Buchanan reminds me of the guy who wants the words spoken at his funeral to be, "He owed me a lot of money."

Posted by: Woody | Oct 21, 2011 12:33:47 PM

And we should never boil the easter bunny in rabbit stew. Not the worst intellectual exercise though, unless people take it the wrong way - that deficits don't matter.

Posted by: Matt | Oct 21, 2011 1:41:24 PM

Is it really true that "the best budgeting policy necessarily involves running annual deficits, such that the national debt grows over time, but at a rate that does not permanently exceed the growth of national income"?

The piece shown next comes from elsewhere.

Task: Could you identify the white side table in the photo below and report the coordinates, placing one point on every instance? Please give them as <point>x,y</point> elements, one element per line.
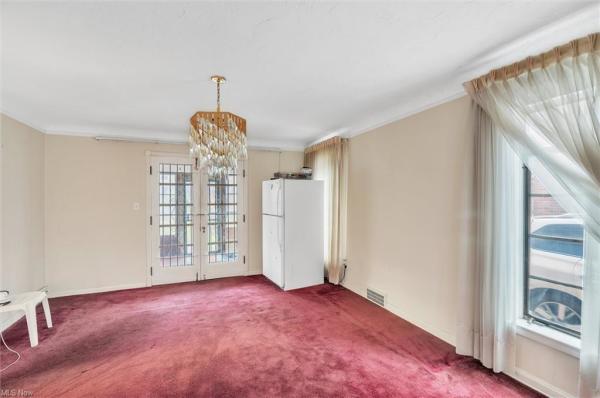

What happens if national income shrinks, rather than grows perpetually? Isn't it unwise to continue making multitrillion dollar bets that future economic growth will somehow bail us out? After experiencing the pain of the current real estate crisis, I thought we had learned our lesson not to rely on rosy assumptions like these.


Posted by: S | Oct 21, 2011 5:31:48 PM

Re "What happens if national income shrinks..." If that really happens on a sustained basis, then we have a lot bigger problems to worry about than the debt. Unemployment being the major one.

There are two issues: The first is that the world needs a large, liquid, and risk-free instrument to save in. Only treasuries fulfill that. The second is that paying down the debt means that the government is taking money from the non-government sector, i.e. non-government spending is in deficit (unless compensated for by exports). This is not a good thing. With a growing population and rising GDP, we need more dollars.